At a Glance
Year: 2012, 2015
Major: Music Education
Master's Degree: Music Education
Activities: UMass Lowell Marching Band
Katrina Cruess ’12, ’15 has made a career of helping flutes sound sweet.
In March 2025, she opened Sweet Sounds Flute Repair in Bedford, New Hampshire, after 12 years of working at two of the custom flute makers that have made the Boston area a mecca for professional flutists, William S. Haynes Company in Acton and Burkart Flutes and Piccolos in Shirley.
A flutist who played piccolo and trumpet in the UMass Lowell Marching Band, Cruess majored in music education as an undergraduate. “I love kids, I love music, and to be able to teach kids music would be so fun,” she says. But before she could earn a master’s degree and teach full time in the public schools, she had her own child—a boy who was born over spring break of her senior year.
As she finished school and began casting about for a flexible job, Cruess’s high school flute teacher told her that Haynes, the granddaddy of Boston-area custom flute makers, was hiring.
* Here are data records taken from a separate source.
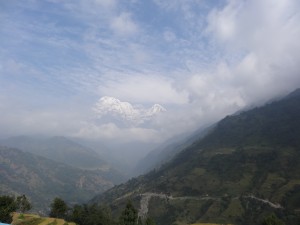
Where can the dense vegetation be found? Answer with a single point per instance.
(10, 204)
(96, 214)
(42, 179)
(247, 167)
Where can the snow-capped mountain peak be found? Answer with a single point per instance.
(110, 106)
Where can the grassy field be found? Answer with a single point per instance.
(30, 219)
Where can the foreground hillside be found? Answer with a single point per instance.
(246, 167)
(30, 219)
(42, 179)
(63, 150)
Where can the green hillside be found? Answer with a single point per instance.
(42, 179)
(247, 167)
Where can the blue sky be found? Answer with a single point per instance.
(201, 60)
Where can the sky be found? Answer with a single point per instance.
(200, 60)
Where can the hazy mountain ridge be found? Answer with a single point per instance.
(42, 179)
(252, 153)
(165, 153)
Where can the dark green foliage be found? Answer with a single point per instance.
(23, 204)
(129, 215)
(58, 209)
(149, 221)
(272, 220)
(91, 215)
(251, 153)
(42, 179)
(7, 207)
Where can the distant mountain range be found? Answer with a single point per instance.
(246, 166)
(42, 179)
(113, 107)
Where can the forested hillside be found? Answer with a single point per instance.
(245, 168)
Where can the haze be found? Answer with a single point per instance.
(200, 60)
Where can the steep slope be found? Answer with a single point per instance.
(166, 152)
(42, 179)
(247, 166)
(65, 151)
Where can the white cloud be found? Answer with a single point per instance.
(124, 24)
(144, 89)
(111, 131)
(131, 115)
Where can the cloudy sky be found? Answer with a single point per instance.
(200, 60)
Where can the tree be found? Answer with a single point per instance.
(129, 215)
(272, 220)
(58, 209)
(149, 221)
(7, 206)
(23, 204)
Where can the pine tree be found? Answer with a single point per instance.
(129, 215)
(58, 209)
Cruess arranged for a tour and immediately applied for a job as a “finisher.” Soon, she was assembling handmade custom flutes with a starting price of $10,000.
“I would polish everything in the shop, assemble the keys, put in the pads, put in the springs and adjust everything until it played perfectly,” she says.
Cruess’s manager at Haynes was supportive when she decided to complete her master’s degree in music education, but she still had to finish two custom flutes each week. During her final months, she was in a classroom student-teaching from 8 a.m. to 3 p.m. every weekday, working at Haynes from 4 to 8 p.m., saying goodnight to her son at 8:30 and staying up until midnight to complete the flutes and her lesson plans. “It was the hardest I had ever worked,” she says.
In 2021, Cruess took a job as a finisher at Burkart. Then last year, she gave birth to a daughter and decided to go out on her own. Now, she can clean and repair flutes while her daughter plays and naps in the same room and greet her son when he gets home from school.
“Even making brand-new flutes, you always have to problem-solve, and I really love that. Like, this flute is a mess,” she says, demonstrating how she uses cassette tape to check a flute’s pads for air leaks. “But it’s going to be super-fun to figure out how to make it play again.”
Cruess’s UMass Lowell connections continue to pay off, as her friends and former professors refer business—and bring in their own instruments. “You can’t run away from flute players,” she laughs. “They all go to the same companies.”
She plays every flute, to her daughter’s delight, to make sure it sounds sweet before she returns it. Her customers leave with a sweet taste in their mouths, too, thanks to the chocolate-making skills that Cruess learned during the pandemic: “When I give back a flute from repair, I give them a square of chocolate.”